Los susurros a nuestro alrededor se hicieron más fuertes, más venenosos.
—¿Viste eso?
—La empujó directamente al suelo.
—La hija de Treviño tiene un lado malvado.
El rostro de Leonardo estaba a centímetros del mío, sus rasgos torcidos por el asco. La máscara encantadora había desaparecido, revelando al monstruo que conocía tan bien. Por un segundo aterrador, pensé que iba a golpearme, aquí mismo, frente a todos. El recuerdo de sus puños, del dolor agudo y cegador, envió una sacudida de hielo por mis venas.

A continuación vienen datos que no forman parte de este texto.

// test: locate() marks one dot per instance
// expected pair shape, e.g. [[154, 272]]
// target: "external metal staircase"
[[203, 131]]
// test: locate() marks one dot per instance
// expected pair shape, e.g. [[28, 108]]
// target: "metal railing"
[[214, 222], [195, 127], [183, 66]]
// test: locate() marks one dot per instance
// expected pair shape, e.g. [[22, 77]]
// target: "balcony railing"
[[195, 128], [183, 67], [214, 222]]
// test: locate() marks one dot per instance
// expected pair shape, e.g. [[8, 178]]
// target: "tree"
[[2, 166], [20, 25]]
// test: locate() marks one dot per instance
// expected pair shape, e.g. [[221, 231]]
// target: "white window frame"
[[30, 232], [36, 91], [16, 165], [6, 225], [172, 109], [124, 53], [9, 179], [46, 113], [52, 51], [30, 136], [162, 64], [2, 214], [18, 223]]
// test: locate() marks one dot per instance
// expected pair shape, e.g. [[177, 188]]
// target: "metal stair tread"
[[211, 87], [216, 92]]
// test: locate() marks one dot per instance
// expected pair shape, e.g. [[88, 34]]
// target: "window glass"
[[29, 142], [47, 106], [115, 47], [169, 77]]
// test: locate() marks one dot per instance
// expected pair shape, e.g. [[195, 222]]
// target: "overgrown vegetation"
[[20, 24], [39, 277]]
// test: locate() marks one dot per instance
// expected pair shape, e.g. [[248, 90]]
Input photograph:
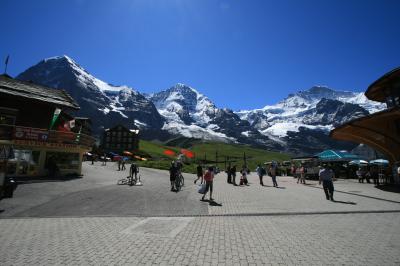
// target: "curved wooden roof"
[[380, 131], [37, 92], [378, 90]]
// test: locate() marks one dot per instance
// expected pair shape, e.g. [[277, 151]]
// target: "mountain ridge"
[[183, 111]]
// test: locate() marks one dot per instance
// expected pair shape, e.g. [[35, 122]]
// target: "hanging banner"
[[29, 133], [57, 112]]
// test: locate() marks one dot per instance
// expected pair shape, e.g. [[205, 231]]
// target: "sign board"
[[45, 144], [6, 152], [28, 133]]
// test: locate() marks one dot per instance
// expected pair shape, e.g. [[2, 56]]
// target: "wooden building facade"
[[36, 131], [119, 139]]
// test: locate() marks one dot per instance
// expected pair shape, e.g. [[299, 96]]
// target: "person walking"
[[229, 175], [326, 176], [272, 172], [302, 177], [233, 175], [360, 175], [209, 177], [243, 178], [293, 171], [133, 170], [199, 170], [173, 170], [260, 172], [104, 159]]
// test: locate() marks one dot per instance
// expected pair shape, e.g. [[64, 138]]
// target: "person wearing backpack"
[[244, 172], [233, 174], [260, 172], [272, 172], [208, 177]]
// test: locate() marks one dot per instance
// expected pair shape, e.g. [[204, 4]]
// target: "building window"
[[64, 160]]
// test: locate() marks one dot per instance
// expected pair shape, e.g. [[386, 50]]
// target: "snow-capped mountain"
[[191, 114], [106, 104], [297, 118], [317, 108], [300, 123]]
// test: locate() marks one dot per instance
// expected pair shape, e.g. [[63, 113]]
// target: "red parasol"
[[187, 153], [169, 153]]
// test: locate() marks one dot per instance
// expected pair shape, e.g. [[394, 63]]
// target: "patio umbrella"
[[380, 162], [169, 152], [358, 162]]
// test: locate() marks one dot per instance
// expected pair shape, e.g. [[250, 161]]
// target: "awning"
[[333, 155], [380, 131], [384, 86]]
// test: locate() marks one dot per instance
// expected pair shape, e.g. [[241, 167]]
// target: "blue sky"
[[242, 54]]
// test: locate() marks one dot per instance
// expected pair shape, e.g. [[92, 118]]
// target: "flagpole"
[[6, 63]]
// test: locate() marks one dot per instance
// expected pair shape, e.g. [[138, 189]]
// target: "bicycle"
[[130, 180], [179, 181]]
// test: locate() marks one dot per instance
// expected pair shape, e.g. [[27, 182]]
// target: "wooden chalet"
[[380, 130], [119, 139], [32, 134]]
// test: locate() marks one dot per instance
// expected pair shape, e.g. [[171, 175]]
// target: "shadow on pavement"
[[213, 203], [345, 202], [389, 188], [45, 179]]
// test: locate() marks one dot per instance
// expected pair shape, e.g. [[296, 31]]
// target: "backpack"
[[207, 176], [263, 172]]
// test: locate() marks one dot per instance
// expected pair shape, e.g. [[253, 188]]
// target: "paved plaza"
[[94, 221]]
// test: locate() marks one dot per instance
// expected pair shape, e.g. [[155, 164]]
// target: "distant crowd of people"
[[205, 175]]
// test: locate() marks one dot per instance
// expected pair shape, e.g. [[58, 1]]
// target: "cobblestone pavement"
[[92, 221], [335, 239]]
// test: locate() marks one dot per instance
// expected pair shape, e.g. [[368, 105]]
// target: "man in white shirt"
[[326, 176]]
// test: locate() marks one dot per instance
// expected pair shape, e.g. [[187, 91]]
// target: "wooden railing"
[[11, 132]]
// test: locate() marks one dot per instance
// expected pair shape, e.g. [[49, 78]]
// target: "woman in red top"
[[208, 177]]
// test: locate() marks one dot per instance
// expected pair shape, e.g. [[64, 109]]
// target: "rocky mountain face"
[[193, 115], [106, 105], [299, 124], [302, 121]]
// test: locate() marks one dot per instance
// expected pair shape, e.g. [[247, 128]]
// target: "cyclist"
[[134, 170], [172, 174]]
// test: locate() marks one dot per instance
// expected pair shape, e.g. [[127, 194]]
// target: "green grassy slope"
[[208, 151]]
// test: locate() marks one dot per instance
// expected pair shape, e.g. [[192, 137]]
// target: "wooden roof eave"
[[376, 91], [358, 131]]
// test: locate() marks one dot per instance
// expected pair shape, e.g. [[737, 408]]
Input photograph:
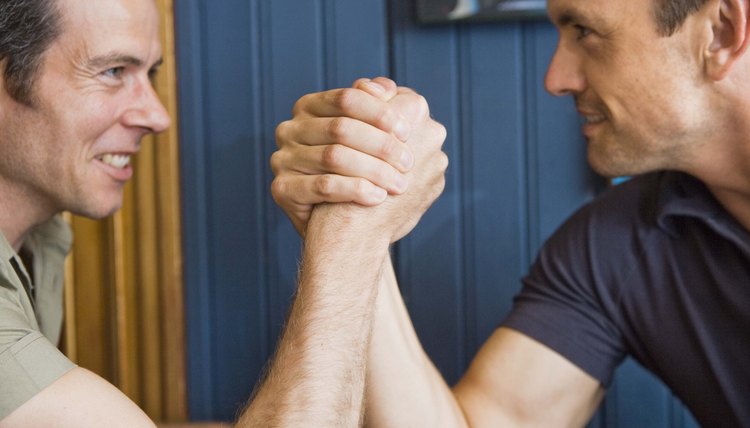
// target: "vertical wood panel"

Su mano salió disparada, no para golpearme, sino para agarrar mi barbilla, obligándome a mirarlo. Sus dedos se clavaron en mi piel.
Entonces, sucedió lo impensable.
Me abofeteó.
El sonido resonó en el salón de baile como un látigo, silenciando cada susurro. El escozor en mi mejilla fue agudo, inmediato. Mi cabeza se giró hacia un lado por la fuerza del golpe.
Un jadeo colectivo y horrorizado llenó la sala.
—Si alguna vez —hirvió, su voz un gruñido bajo y aterrador—, le pones una mano encima a Jimena de nuevo, me encargaré personalmente de que Humberto te eche a ti y a tu precioso legado a la calle. ¿Me entiendes?
La amenaza era clara. La línea había sido trazada. Y en sus ojos, yo la acababa de cruzar.